トッシマー

ハロウィンのトッシマーのネタバレレビュー・内容・結末

ハロウィン(2018年製作の映画)
4.0

このレビューはネタバレを含みます

 スプラッターホラーだと思ってみたら、人間ドラマでした。

 僕らはマイケルの怖さを重々わかっていますから、主人公のお婆さんのとる行動も理解できます。悪魔のような男に殺されかけて、心に傷が残り、襲われるんじゃないかと不安に苛まれています。映画の展開上、襲ってくることも想像できますから、入念に準備を重ねている主人公への周りからの非難に、「分からず屋!」と叫びたくなるような気持ちにさえなります。
 
 しかし、端から見たら(特に娘から見たら)いい迷惑です。いくら境遇に同情できる余地があるからって、現実離れした妄想を他人に押し付け、人生に介入されるわけですから。他人を挟んだ食事会で、あんな話をし出して、滅茶苦茶にする人って関わりたくないでしょう。娘は、主人公から押し付けられた脅迫観念と戦う、精神的苦痛を強いられる人生を歩む羽目になりました。
 
 かといって主人公を責めることはできません。「こんな母親でごめん」と、彼女が娘を抱きしめるシーンがありました。

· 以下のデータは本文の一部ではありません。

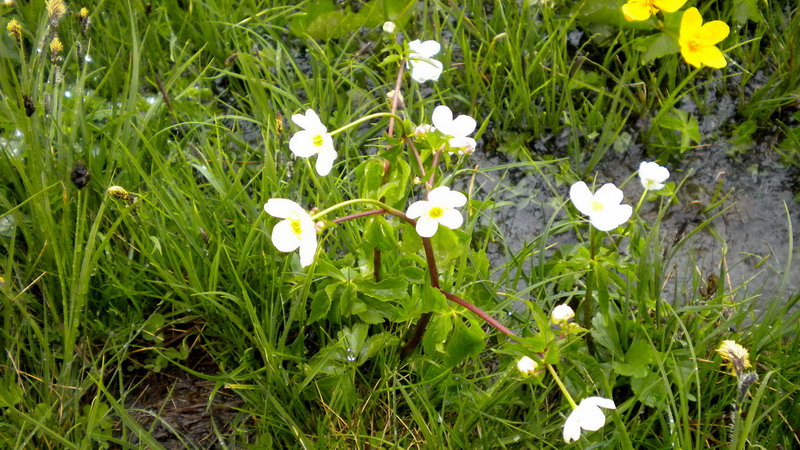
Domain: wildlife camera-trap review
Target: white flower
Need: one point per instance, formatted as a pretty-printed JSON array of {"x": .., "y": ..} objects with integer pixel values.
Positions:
[
  {"x": 297, "y": 231},
  {"x": 562, "y": 314},
  {"x": 456, "y": 129},
  {"x": 389, "y": 27},
  {"x": 652, "y": 175},
  {"x": 437, "y": 209},
  {"x": 587, "y": 416},
  {"x": 423, "y": 67},
  {"x": 313, "y": 139},
  {"x": 527, "y": 366},
  {"x": 421, "y": 130},
  {"x": 603, "y": 207}
]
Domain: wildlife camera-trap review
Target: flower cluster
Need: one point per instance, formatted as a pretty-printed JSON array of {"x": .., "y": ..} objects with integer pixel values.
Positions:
[{"x": 735, "y": 355}]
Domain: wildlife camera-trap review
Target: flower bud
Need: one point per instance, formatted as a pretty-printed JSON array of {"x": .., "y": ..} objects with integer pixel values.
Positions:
[
  {"x": 527, "y": 366},
  {"x": 421, "y": 130},
  {"x": 562, "y": 314}
]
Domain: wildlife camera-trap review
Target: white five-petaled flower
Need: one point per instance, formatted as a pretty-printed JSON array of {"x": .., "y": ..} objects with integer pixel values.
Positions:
[
  {"x": 527, "y": 366},
  {"x": 562, "y": 314},
  {"x": 423, "y": 67},
  {"x": 652, "y": 175},
  {"x": 439, "y": 208},
  {"x": 587, "y": 416},
  {"x": 456, "y": 129},
  {"x": 604, "y": 207},
  {"x": 297, "y": 231},
  {"x": 313, "y": 139}
]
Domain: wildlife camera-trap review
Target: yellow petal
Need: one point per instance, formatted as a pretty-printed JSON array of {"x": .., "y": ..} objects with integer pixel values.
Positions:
[
  {"x": 636, "y": 11},
  {"x": 714, "y": 31},
  {"x": 712, "y": 57},
  {"x": 669, "y": 5},
  {"x": 692, "y": 57},
  {"x": 691, "y": 22}
]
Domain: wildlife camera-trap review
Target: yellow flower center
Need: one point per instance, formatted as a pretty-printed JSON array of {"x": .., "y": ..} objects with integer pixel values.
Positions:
[
  {"x": 436, "y": 212},
  {"x": 296, "y": 228}
]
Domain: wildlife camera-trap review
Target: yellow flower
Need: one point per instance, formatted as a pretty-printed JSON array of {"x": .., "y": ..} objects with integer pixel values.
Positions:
[
  {"x": 735, "y": 355},
  {"x": 14, "y": 30},
  {"x": 56, "y": 46},
  {"x": 643, "y": 9},
  {"x": 55, "y": 8},
  {"x": 697, "y": 40}
]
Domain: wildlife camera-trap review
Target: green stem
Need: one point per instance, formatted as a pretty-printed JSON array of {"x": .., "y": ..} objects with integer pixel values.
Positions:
[
  {"x": 379, "y": 204},
  {"x": 398, "y": 119},
  {"x": 561, "y": 386}
]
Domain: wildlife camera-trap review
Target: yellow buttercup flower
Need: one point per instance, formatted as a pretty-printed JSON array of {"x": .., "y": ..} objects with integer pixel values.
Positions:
[
  {"x": 643, "y": 9},
  {"x": 697, "y": 41},
  {"x": 735, "y": 355}
]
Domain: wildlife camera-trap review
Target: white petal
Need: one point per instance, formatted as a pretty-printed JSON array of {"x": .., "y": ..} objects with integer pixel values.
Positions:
[
  {"x": 581, "y": 197},
  {"x": 426, "y": 227},
  {"x": 284, "y": 238},
  {"x": 308, "y": 249},
  {"x": 428, "y": 70},
  {"x": 302, "y": 144},
  {"x": 572, "y": 427},
  {"x": 309, "y": 121},
  {"x": 608, "y": 195},
  {"x": 417, "y": 209},
  {"x": 451, "y": 219},
  {"x": 426, "y": 49},
  {"x": 325, "y": 161},
  {"x": 442, "y": 119},
  {"x": 612, "y": 217},
  {"x": 591, "y": 418},
  {"x": 283, "y": 208},
  {"x": 463, "y": 126}
]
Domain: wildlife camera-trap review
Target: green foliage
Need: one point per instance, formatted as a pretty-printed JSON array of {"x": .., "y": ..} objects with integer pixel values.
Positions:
[{"x": 186, "y": 106}]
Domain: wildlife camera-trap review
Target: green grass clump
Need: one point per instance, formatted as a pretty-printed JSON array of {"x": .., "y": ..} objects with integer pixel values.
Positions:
[{"x": 135, "y": 250}]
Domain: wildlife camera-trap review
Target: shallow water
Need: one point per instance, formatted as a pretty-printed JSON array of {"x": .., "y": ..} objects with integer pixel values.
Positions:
[{"x": 755, "y": 227}]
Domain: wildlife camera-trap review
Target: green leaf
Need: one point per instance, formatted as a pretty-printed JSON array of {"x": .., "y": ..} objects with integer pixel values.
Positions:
[
  {"x": 650, "y": 390},
  {"x": 656, "y": 46},
  {"x": 744, "y": 10},
  {"x": 393, "y": 288},
  {"x": 637, "y": 360},
  {"x": 432, "y": 300},
  {"x": 380, "y": 235},
  {"x": 436, "y": 334},
  {"x": 319, "y": 306},
  {"x": 464, "y": 342},
  {"x": 449, "y": 245}
]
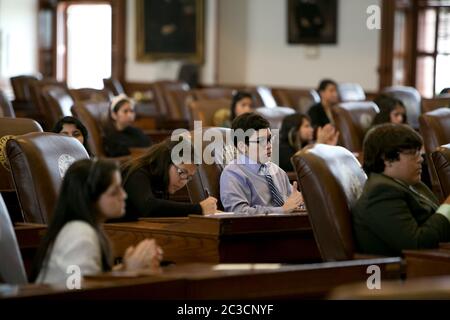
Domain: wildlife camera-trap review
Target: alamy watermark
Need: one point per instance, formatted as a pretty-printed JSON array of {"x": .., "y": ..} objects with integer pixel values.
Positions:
[
  {"x": 373, "y": 21},
  {"x": 374, "y": 280},
  {"x": 214, "y": 146}
]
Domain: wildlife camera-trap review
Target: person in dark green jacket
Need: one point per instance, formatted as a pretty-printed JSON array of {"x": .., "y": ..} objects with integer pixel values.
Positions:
[{"x": 396, "y": 211}]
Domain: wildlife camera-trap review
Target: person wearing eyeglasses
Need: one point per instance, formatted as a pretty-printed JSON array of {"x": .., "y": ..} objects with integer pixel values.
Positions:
[
  {"x": 251, "y": 183},
  {"x": 151, "y": 178},
  {"x": 396, "y": 211}
]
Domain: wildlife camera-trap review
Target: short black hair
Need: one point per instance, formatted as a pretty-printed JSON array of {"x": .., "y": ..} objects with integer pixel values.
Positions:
[
  {"x": 325, "y": 83},
  {"x": 238, "y": 96},
  {"x": 385, "y": 142},
  {"x": 387, "y": 104},
  {"x": 248, "y": 121}
]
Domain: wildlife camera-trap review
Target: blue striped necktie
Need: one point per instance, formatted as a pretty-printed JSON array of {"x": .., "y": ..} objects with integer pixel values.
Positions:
[{"x": 277, "y": 199}]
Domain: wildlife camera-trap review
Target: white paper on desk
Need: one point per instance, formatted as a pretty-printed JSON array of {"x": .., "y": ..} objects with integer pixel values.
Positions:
[{"x": 246, "y": 266}]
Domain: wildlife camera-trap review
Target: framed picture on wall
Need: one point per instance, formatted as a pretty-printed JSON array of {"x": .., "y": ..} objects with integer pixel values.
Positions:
[
  {"x": 312, "y": 21},
  {"x": 169, "y": 29}
]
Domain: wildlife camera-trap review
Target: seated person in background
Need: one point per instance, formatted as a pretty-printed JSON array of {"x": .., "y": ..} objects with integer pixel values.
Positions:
[
  {"x": 296, "y": 133},
  {"x": 251, "y": 183},
  {"x": 120, "y": 135},
  {"x": 151, "y": 178},
  {"x": 91, "y": 192},
  {"x": 73, "y": 127},
  {"x": 396, "y": 211},
  {"x": 320, "y": 113},
  {"x": 391, "y": 110}
]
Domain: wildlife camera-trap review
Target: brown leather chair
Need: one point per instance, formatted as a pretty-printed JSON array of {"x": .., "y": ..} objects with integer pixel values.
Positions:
[
  {"x": 275, "y": 115},
  {"x": 10, "y": 127},
  {"x": 113, "y": 86},
  {"x": 435, "y": 103},
  {"x": 411, "y": 99},
  {"x": 38, "y": 163},
  {"x": 178, "y": 103},
  {"x": 352, "y": 120},
  {"x": 6, "y": 109},
  {"x": 435, "y": 131},
  {"x": 349, "y": 92},
  {"x": 90, "y": 94},
  {"x": 58, "y": 103},
  {"x": 12, "y": 270},
  {"x": 160, "y": 94},
  {"x": 296, "y": 99},
  {"x": 441, "y": 163},
  {"x": 213, "y": 93},
  {"x": 22, "y": 103},
  {"x": 206, "y": 179},
  {"x": 93, "y": 115},
  {"x": 204, "y": 110},
  {"x": 331, "y": 180},
  {"x": 21, "y": 86}
]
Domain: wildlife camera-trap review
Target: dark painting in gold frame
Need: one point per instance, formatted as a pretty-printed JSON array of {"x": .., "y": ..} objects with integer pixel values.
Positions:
[{"x": 170, "y": 29}]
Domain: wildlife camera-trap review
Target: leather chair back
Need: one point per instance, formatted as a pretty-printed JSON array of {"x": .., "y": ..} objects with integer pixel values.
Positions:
[
  {"x": 296, "y": 99},
  {"x": 331, "y": 180},
  {"x": 275, "y": 115},
  {"x": 38, "y": 163},
  {"x": 12, "y": 270},
  {"x": 349, "y": 92},
  {"x": 6, "y": 109},
  {"x": 93, "y": 115},
  {"x": 204, "y": 110},
  {"x": 353, "y": 119},
  {"x": 441, "y": 163},
  {"x": 21, "y": 87},
  {"x": 113, "y": 86},
  {"x": 10, "y": 127},
  {"x": 411, "y": 99},
  {"x": 207, "y": 177},
  {"x": 213, "y": 93},
  {"x": 90, "y": 94},
  {"x": 160, "y": 89},
  {"x": 435, "y": 131},
  {"x": 178, "y": 101},
  {"x": 435, "y": 103}
]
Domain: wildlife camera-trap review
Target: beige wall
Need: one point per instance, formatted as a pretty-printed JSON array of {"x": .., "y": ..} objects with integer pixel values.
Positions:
[
  {"x": 253, "y": 47},
  {"x": 168, "y": 69},
  {"x": 18, "y": 39}
]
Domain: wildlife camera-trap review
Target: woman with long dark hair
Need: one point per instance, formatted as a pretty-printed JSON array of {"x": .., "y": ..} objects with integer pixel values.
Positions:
[
  {"x": 73, "y": 127},
  {"x": 151, "y": 178},
  {"x": 119, "y": 134},
  {"x": 91, "y": 193},
  {"x": 297, "y": 132}
]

彼女とて罪悪感を抱いてはいるのでしょうが、事件によって人生を変えられ、恐怖と不安によって、そうせざる負えなかったのです。親に植え付けられた不安、その不安を植え付けた親も、その不安を抱くに至った過程(現実では虐待かもしれませんし、災害かもしれません)があり、憎むに憎めないのです。こういった、負の感情の連鎖は、現実に見られることです。
 
 この映画では、娘は主人公と同じ体験をし、恐怖を共有することで、主人公を許せるようになったのではないでしょうか。自分がかつて使っていた、嫌な思いでのあるライフルを使い、見事マイケルを撃ち、自身の境遇とも一定の感情の妥協ができたのではないでしょうか。こういった、母娘の親子の物語として、僕は勝手に感動してしまいました。

 一方で、孫娘はセックスして葉っぱを吸って裏切られてと、青春を謳歌していました。あまり印象に残らないな。